133 Tech Companies Say Trump's Immigration Order Is Unconstitutional

"The Order violates the immigration laws and the Constitution," wrote dozens of tech industry titans — including Google, Apple, Facebook, Microsoft, Uber, and Twitter.

More than one hundred technology companies supported a legal challenge to President Trump's refugee and travel ban executive order in a court filing overnight. Many more firms have since joined, bringing the total to 133.

Tech industry titans — including Google, Apple, Facebook, Microsoft, Uber, and Twitter — have signed the amici curiae (friends of the court) brief that was filed early Monday in the US Court of Appeals for the Ninth Circuit. The brief comes in opposition to the Justice Department's request that the appeals court allow the federal government to restart enforcement of the executive order.

The companies — supporting the arguments of Washington and Minnesota challenging the ban — argue that Trump's order violates immigration law and the Constitution.

"For decades, stable U.S. immigration policy has embodied the principles that we are a people descended from immigrants, that we welcome new immigrants, and that we provide a home for refugees seeking protection," the brief begins. "At the same time, America has long recognized the importance of protecting ourselves against those who would do us harm. But it has done so while maintaining our fundamental commitment to welcoming immigrants — through increased background checks and other controls on people seeking to enter our country."

The tech companies argue that the Trump administration order marks a "sudden shift" in American immigration rules.
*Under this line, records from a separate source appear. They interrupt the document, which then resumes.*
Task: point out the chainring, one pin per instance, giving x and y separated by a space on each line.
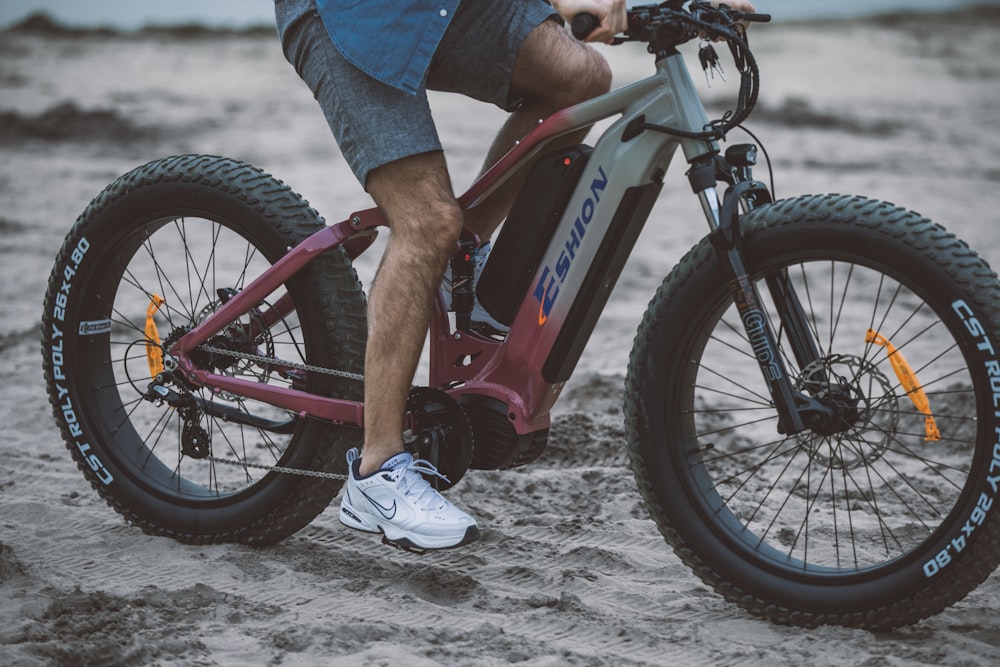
441 434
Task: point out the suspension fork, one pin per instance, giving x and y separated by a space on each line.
796 411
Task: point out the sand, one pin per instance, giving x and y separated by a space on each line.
570 570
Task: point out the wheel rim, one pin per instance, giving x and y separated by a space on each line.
854 495
193 263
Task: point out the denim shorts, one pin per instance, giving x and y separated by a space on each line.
374 123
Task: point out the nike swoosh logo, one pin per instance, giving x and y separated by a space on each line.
387 512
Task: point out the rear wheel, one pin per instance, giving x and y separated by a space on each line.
152 256
871 520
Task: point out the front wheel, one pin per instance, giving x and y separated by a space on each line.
883 517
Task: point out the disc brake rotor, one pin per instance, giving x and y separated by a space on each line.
866 408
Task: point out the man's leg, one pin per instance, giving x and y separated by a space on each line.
425 221
552 71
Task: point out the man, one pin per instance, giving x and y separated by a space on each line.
369 65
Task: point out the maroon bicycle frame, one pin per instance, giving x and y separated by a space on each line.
461 362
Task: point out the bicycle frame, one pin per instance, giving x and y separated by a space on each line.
527 370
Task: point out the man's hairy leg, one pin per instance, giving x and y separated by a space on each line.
425 221
552 71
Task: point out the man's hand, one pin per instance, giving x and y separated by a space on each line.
610 12
738 5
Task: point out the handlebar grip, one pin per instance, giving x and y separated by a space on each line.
584 24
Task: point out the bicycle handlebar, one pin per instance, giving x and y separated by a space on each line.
669 24
641 18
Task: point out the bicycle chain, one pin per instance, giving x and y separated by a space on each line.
282 469
283 364
271 361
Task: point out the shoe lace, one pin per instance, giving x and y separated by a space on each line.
410 481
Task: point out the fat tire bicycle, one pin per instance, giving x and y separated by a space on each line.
812 400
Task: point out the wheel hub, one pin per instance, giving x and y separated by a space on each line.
863 411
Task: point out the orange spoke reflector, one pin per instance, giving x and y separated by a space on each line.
154 351
909 382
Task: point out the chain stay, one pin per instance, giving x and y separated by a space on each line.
282 469
283 364
271 361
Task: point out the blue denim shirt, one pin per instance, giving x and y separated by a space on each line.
391 40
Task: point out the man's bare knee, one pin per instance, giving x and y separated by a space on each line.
416 197
555 71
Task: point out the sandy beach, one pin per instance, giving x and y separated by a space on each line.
570 570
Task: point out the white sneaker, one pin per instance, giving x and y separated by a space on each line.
482 321
399 503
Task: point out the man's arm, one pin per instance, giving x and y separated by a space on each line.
613 16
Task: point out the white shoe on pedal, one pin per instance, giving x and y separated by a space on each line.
399 503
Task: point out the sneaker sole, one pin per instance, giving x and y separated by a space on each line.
403 539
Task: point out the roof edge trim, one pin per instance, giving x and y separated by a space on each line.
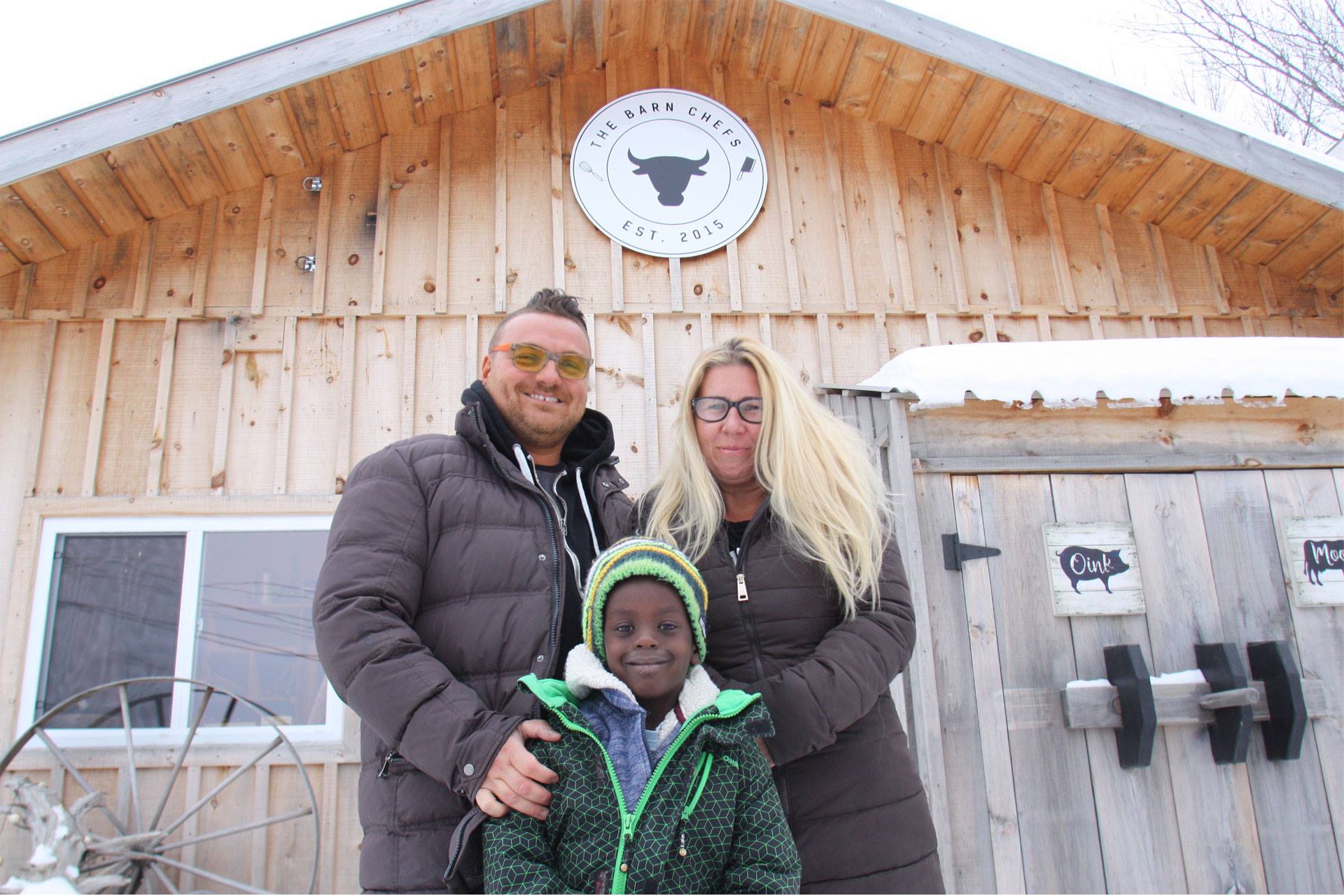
48 146
1308 174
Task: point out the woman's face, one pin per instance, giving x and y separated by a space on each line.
729 447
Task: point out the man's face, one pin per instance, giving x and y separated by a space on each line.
648 641
542 407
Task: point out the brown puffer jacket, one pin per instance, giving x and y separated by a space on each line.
441 589
846 776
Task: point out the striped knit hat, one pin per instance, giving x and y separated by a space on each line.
631 558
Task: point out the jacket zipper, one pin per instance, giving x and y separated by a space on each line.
755 644
387 761
629 821
555 552
745 606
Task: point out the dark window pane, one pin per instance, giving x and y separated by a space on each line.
255 631
118 598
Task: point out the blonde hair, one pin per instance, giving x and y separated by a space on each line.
825 492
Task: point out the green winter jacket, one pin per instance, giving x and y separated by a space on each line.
708 820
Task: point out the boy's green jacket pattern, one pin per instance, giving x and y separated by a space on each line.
708 820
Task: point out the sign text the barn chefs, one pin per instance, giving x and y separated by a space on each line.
668 172
1093 568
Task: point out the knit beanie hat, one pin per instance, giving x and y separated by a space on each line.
631 558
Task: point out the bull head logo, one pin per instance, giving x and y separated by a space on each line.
670 175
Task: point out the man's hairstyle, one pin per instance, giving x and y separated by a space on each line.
546 301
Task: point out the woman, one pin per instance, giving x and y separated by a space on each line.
787 517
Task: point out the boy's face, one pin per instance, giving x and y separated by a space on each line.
648 643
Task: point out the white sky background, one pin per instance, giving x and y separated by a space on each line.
66 55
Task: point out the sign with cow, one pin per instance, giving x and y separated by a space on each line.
1093 568
668 172
1313 556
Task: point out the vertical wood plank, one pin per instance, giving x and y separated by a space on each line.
651 399
1116 276
346 406
45 363
949 223
409 379
898 225
1319 630
924 713
1218 837
385 203
190 830
500 206
204 253
1215 276
1164 269
286 416
1000 790
261 808
1058 250
262 257
1136 809
1057 817
442 216
26 274
140 290
1266 282
734 262
1043 328
1006 257
323 237
100 406
223 409
846 255
932 324
167 352
785 203
1297 841
470 346
824 348
556 186
879 326
331 833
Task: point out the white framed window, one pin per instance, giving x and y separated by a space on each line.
223 599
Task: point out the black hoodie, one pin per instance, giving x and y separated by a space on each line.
589 444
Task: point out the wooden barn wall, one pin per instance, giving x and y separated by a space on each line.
192 362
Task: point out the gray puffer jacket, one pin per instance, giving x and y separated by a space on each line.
441 589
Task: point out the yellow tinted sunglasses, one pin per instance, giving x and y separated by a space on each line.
530 359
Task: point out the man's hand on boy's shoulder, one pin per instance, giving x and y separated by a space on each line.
517 780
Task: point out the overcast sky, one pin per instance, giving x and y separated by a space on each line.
66 55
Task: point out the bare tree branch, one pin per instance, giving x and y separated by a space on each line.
1285 55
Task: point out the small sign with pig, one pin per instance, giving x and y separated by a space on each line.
1313 554
1093 568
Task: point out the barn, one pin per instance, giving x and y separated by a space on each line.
219 293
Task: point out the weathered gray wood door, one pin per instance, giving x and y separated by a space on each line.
1037 806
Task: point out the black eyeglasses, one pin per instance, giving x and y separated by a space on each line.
530 359
711 409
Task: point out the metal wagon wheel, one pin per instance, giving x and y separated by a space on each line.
144 849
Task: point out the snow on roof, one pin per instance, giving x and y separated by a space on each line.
1144 370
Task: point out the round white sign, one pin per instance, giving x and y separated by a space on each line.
668 172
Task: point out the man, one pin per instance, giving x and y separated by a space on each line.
454 566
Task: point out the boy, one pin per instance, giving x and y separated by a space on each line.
662 786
Not only does the travel ban inflict "substantial harm" on US businesses — through more difficult recruiting, increased costs, and disincentives to expand operations in the country — but the tech companies argue the order also "violates the immigration laws and the Constitution."

The lawyers who wrote the brief, Andrew Pincus and Paul Hughes of Mayer Brown, also are counsel in the challenge to Trump's order relating to the treatment of affected people coming into Dulles International Airport.

Box CEO Aaron Levie told BuzzFeed News in a statement: "The executive order on immigration goes against our core values as a nation. We are proud to join leading organizations in highlighting to the courts how the order is unconstitutional, unjust, and economically unsound."

Last week, Amazon and Expedia filed sworn statements in support of Washington state's lawsuit against the Trump administration. While Amazon did not sign onto the tech industry amicus brief, a spokesperson for the company told BuzzFeed News that Washington Attorney General Bob Ferguson preferred that Amazon not do so, since the company is a witness in the original suit. "We have been a core part of the attorney general's action since the beginning, with our own filing in support of the original lawsuit," the spokesperson said.

Notably, several major tech companies whose executives or founders agreed to advise Trump or assisted his transition efforts were not part of the brief. Palantir, IBM, Dell, and Oracle are not listed as signatories. Palantir’s cofounder, Peter Thiel, is an advisor to the president and a key ambassador to the tech industry. IBM CEO Ginni Rometty is an economic adviser. Oracle’s chief Safra Catz was part of Trump’s transition team. And Dell’s CEO Michael Dell is a member of Trump’s manufacturing jobs council. It’s unclear if these companies were asked to join the legal effort, and Andrew Pincus, one of the attorneys who filed the brief, declined to tell BuzzFeed News if they were.

The chief executive of Intel, Brian Krzanich, is also on the manufacturing council but Intel is listed as one of the tech companies in the amicus brief.

On Monday, SpaceX and Tesla, along with more than two dozen additional companies joined the brief. "As soon as we saw the brief this morning, we insisted on being added,” a Tesla Spokesperson told BuzzFeed News. Pandora, Slack, Adobe, and ClassPass were among the new batch of signatories.